There were torches in a niche in the wall, and X lit one and led the way through the dank and noisome darkness.

Bill stayed close, following the flickering, smoking light as it wended its way through crumbling caverns, stumbling over rusting rails in one tunnel, and in another wading through dark water that reached above his knees. Once there was the rattle of giant claws nearby, and an inhuman, grating voice spoke from the blackness.

“Blood-” it said.

“-shed,” X answered, then whispered to Bill when they were safely past. “Fine sentry, an anthropophagus from Dapdrof, eat you in an instant if you don’t give the right password for the day.”

“What is the right password?” Bill asked, realizing he was doing an awful lot for the G.B.I.‘s hundred bucks a month.

“Even-numbered days it’s Bloodshed, odd-numbered days Delenda est-Carthago, and always on Sundays it’s Necrophilia.”

“You sure don’t make it easy for your members.”

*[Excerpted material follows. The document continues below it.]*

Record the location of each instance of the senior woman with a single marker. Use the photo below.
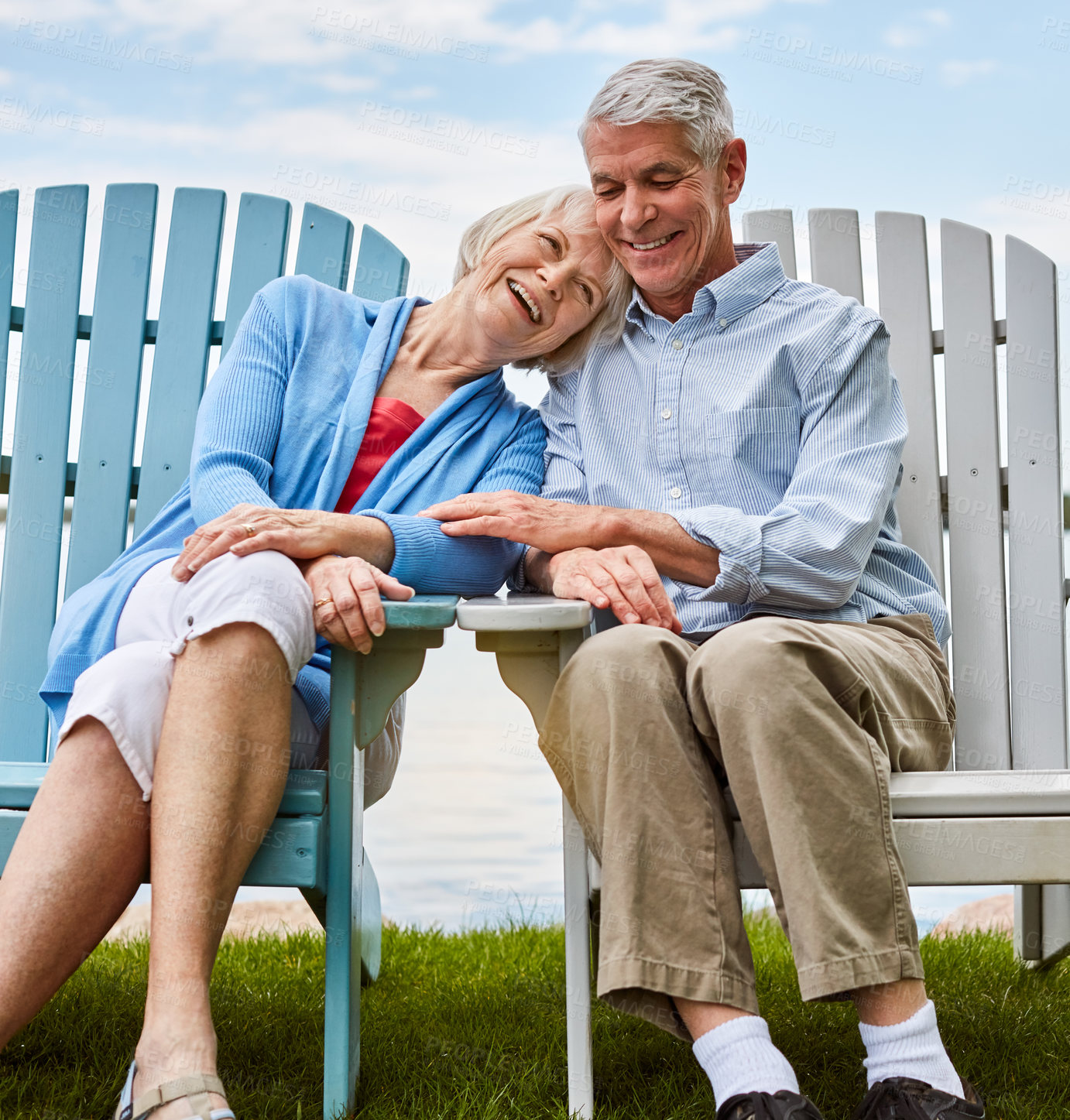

“The anthropophagus gets hungry, we have to keep it happy. Now-absolute silence. I will extinguish the light and lead you by the arm.” The light went out, and fingers sank deep into Bill’s biceps. He stumbled along for an endless time until there was a dim glow of light far ahead. The tunnel floor leveled out, and he saw an open doorway lit by a flickering glow. He turned to his companion and screamed.

“What are you?!”

The pallid, white, shambling creature that held him by the arm turned slowly to gaze at him through poached-egg-eyes. Its skin was dead-white and moist, its head hairless, for clothes it wore only a twist of cloth about its waist, and upon its forehead was burned the scarlet letter A.

“I am an android,” it said in a toneless voice, “as any fool knows by seeing the letter A upon my forehead. Men call me Ghoulem.”

“What do women call you?”

The android did not answer this pitiful sally but instead pushed Bill through the door into the large, torchlit room. Bill took one wild-eyed look around and tried to leave, but the android. was blocking the door. “Sit,” it said, and Bill sat.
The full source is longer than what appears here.